All my Masters programs finished this week. It was actually pretty sad, I really felt like part of a team by the end of it. It was a good end though. My last workout with them was 20x100m and I held 1:25 the whole time. It was exactly what I wanted :) I even beat Dave!!

Started from the bottom now we here. ;)

I feel like I might consider doing Brock Masters again in future....probably not in the fall, I'm gonna take a break from swimming after all this. Its not that I'm sick of swimming, but sometimes I'm just over being wet all the time.

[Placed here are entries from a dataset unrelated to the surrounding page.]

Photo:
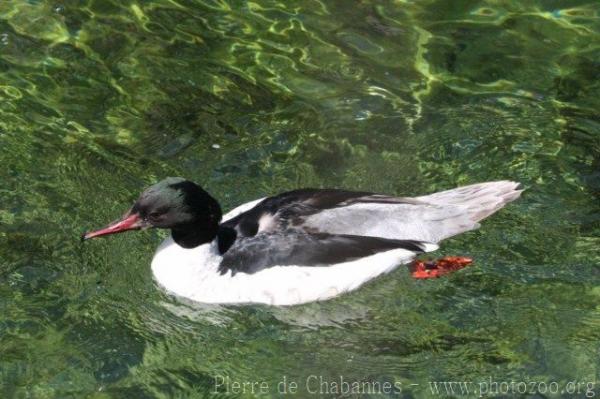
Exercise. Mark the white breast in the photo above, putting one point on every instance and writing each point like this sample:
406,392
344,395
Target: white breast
193,274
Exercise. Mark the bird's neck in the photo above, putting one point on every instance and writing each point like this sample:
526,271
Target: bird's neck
205,225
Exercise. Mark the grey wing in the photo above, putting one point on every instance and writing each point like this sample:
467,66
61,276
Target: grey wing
429,218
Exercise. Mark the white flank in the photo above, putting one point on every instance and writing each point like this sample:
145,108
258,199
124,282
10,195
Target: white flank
192,273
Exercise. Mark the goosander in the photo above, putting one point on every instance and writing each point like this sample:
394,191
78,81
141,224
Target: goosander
299,246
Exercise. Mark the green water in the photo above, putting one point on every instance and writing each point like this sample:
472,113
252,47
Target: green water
99,99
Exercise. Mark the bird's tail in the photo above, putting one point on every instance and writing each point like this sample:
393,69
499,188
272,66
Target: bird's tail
466,206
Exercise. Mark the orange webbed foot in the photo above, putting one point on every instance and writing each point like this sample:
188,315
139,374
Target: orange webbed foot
435,268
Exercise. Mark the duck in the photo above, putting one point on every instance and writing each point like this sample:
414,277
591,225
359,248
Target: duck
299,246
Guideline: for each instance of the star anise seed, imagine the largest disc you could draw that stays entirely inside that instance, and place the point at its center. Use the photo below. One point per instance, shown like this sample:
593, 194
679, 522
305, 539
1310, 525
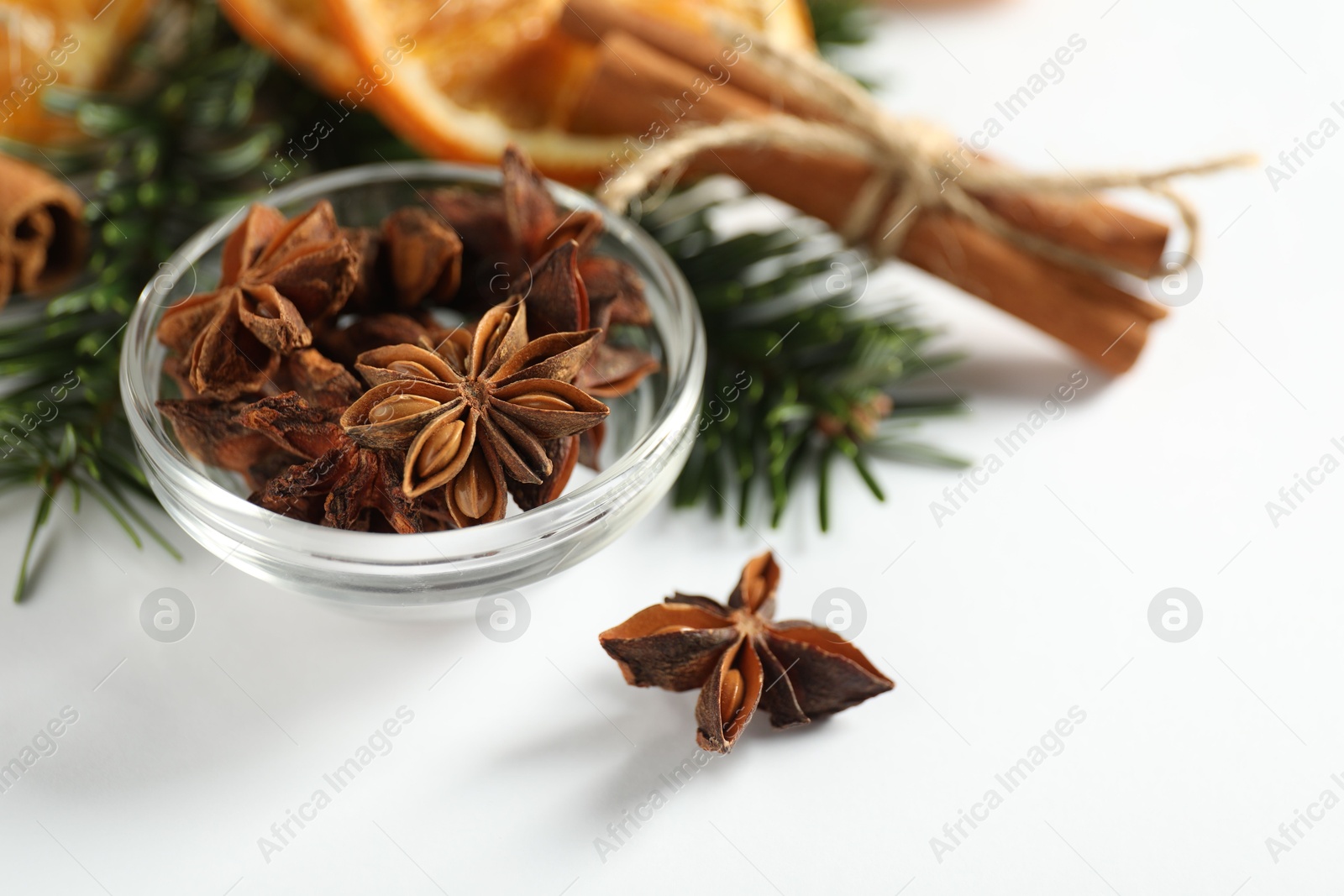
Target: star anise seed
470, 423
741, 660
340, 484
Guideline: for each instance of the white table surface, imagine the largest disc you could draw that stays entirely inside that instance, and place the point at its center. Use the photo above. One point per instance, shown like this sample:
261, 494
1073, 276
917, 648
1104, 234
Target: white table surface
1030, 600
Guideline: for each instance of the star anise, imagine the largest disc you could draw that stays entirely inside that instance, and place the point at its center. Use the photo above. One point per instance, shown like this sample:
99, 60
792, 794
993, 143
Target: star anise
339, 484
413, 259
741, 660
470, 422
510, 238
276, 278
208, 430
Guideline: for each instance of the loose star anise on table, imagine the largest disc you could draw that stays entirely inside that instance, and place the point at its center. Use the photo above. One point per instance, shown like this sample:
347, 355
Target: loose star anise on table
276, 278
474, 422
741, 660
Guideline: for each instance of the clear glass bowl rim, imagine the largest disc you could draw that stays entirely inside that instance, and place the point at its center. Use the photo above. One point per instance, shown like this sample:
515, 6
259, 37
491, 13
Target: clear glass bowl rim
685, 358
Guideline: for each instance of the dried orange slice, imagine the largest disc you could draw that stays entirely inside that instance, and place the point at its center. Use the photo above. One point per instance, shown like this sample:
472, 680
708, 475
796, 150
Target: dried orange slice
299, 35
464, 78
69, 42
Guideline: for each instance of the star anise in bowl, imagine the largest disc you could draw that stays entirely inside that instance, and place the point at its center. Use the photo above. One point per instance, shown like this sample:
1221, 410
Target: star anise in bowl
465, 425
347, 375
743, 660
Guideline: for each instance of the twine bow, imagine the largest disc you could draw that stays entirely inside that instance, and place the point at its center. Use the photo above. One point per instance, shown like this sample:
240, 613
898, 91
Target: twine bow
911, 160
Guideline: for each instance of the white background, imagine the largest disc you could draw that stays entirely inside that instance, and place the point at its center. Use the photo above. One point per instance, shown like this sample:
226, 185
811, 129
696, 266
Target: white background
1030, 600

5 weeks out. A lot more planning has been happening about the actual swim. Miguel will be joining us as Swim Master (the person who makes it official and enforces all the rules). We're going to take our boat, and we need another one, preferably bigger, so we're working on that. Christine will be in a kayak beside me. We've been practicing that. I'm not supposed to look forward while I'm swimming, as tempting as that's going to be. I'm just supposed to look at the kayak when I breathe and make sure I'm staying the same distance away from it, and if the kayak changes course then I need to adjust my direction also. At first I only liked sighting to the right, but now it doesn't really matter. There are all sorts of other rules I've learned about too. The kayak thing isn't a rule, but I'll wreck my neck and probably mess with my own head if I'm constantly looking to see how far I've gone/how far I have left to go. But outside of that, for a swim to be recognized:
-- I can't touch a boat at all during my crossing
-- I can't touch a person at all during my crossing
-- I can't wear a watch, or use a waterproof ipod or anything else that I might use to pace myself
-- I can't have anybody in the water with me for the first 5 hours. After that I'm allowed a pacer.
-- The pacer cannot be ahead of me at any point
-- The pacer cannot be in the water for longer than an hour
-- If there are multiple pacers they must be an hour apart (an hour gap between them where I'm by myself again)
-- I cannot wear a wetsuit
-- My bathing suit cannot be one of those speed suits they wear in the olympics, no material past the shoulder or groin

Most of this stuff isn't a surprise to me anymore, but knowing about pacers is important. I might ask Dave to be my pacer, its really nice to see a familiar face beside you when you're pushing yourself. There are obviously points where I want to be by myself, like for most of it. But especially at the end I think.